Managing divertor plasmas is crucial for operating reactor scale tokamak devices due to heat and particle flux constraints on the divertor target. Simulation is an important tool to understand and control these plasmas, however, for real-time applications or exhaustive parameter scans only simple approximations are currently fast enough. We address this lack of fast simulators using neural PDE surrogates, data-driven neural network-based surrogate models trained using solutions generated with a classical numerical method. The surrogate approximates a time-stepping operator that evolves the full spatial solution of a reference physics-based model over time. We use DIV1D, a 1D dynamic model of the divertor plasma, as reference model to generate data. DIV1D's domain covers a 1D heat flux tube from the X-point (upstream) to the target. We simulate a realistic TCV divertor plasma with dynamics induced by upstream density ramps and provide an exploratory outlook towards fast transients. State-of-the-art neural PDE surrogates are evaluated in a common framework and extended for properties of the DIV1D data.
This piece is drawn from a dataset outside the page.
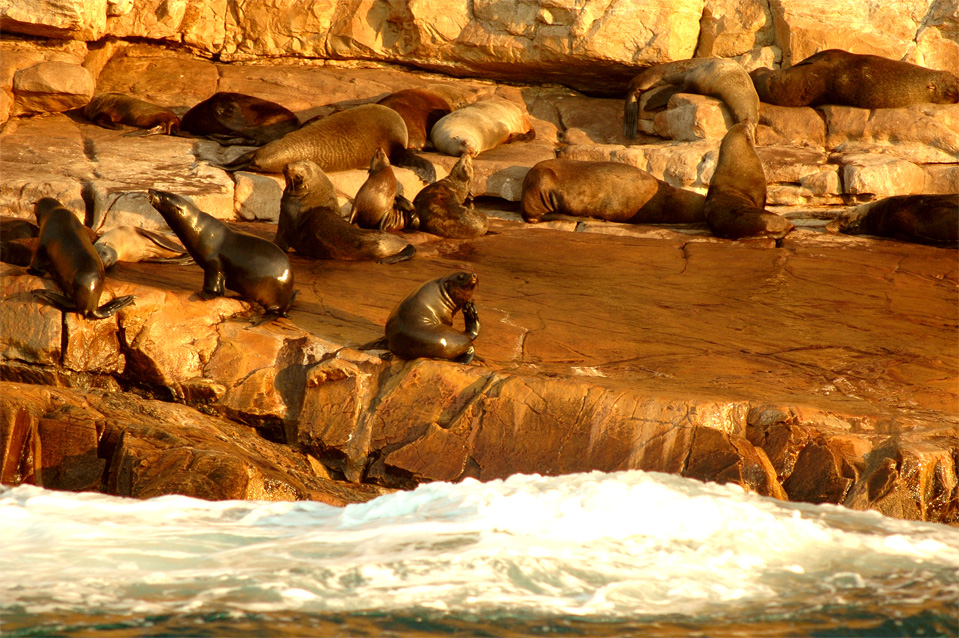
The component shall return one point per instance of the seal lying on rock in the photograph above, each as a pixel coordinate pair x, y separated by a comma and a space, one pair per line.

We evaluate (1) the speed-accuracy trade-off; (2) recreating non-linear behavior; (3) data efficiency; and (4) parameter inter- and extrapolation. Once trained, neural PDE surrogates can faithfully approximate DIV1D's divertor plasma dynamics at sub real-time computation speeds: In the proposed configuration, 2ms of plasma dynamics can be computed in $\approx$0.63ms of wall-clock time, several orders of magnitude faster than DIV1D.

翻译：管理偏滤器等离子体对于运行反应堆规模托卡马克装置至关重要，这源于偏滤器靶板上的热流和粒子通量限制。模拟是理解和控制这些等离子体的重要工具，然而，对于实时应用或参数全面扫描，目前只有简单的近似方法能够达到足够快的速度。我们通过神经PDE替代模型（基于数据驱动的神经网络替代模型，利用经典数值方法生成的解进行训练）来解决缺乏快速模拟器的问题。该替代模型近似于一个时间步进算子，该算子能够随时间演化参考物理模型的全空间解。我们使用DIV1D（一种偏滤器等离子体的一维动态模型）作为参考模型来生成数据。DIV1D的计算域覆盖从X点（上游）到靶板的单维热通量管。我们模拟了一个由上游密度斜坡驱动的实际TCV偏滤器等离子体动力学过程，并提供了针对快速瞬态现象的探索性展望。最先进的神经PDE替代模型在统一框架下进行评估，并针对DIV1D数据的特性进行了扩展。我们评估了：（1）速度与精度的权衡；（2）非线性行为的复现能力；（3）数据效率；以及（4）参数的插值与外推能力。一旦训练完成，神经PDE替代模型能够在亚实时计算速度下忠实近似DIV1D的偏滤器等离子体动力学：在建议配置中，计算2毫秒的等离子体动力学过程仅需约0.63毫秒的挂钟时间，比DIV1D快数个数量级。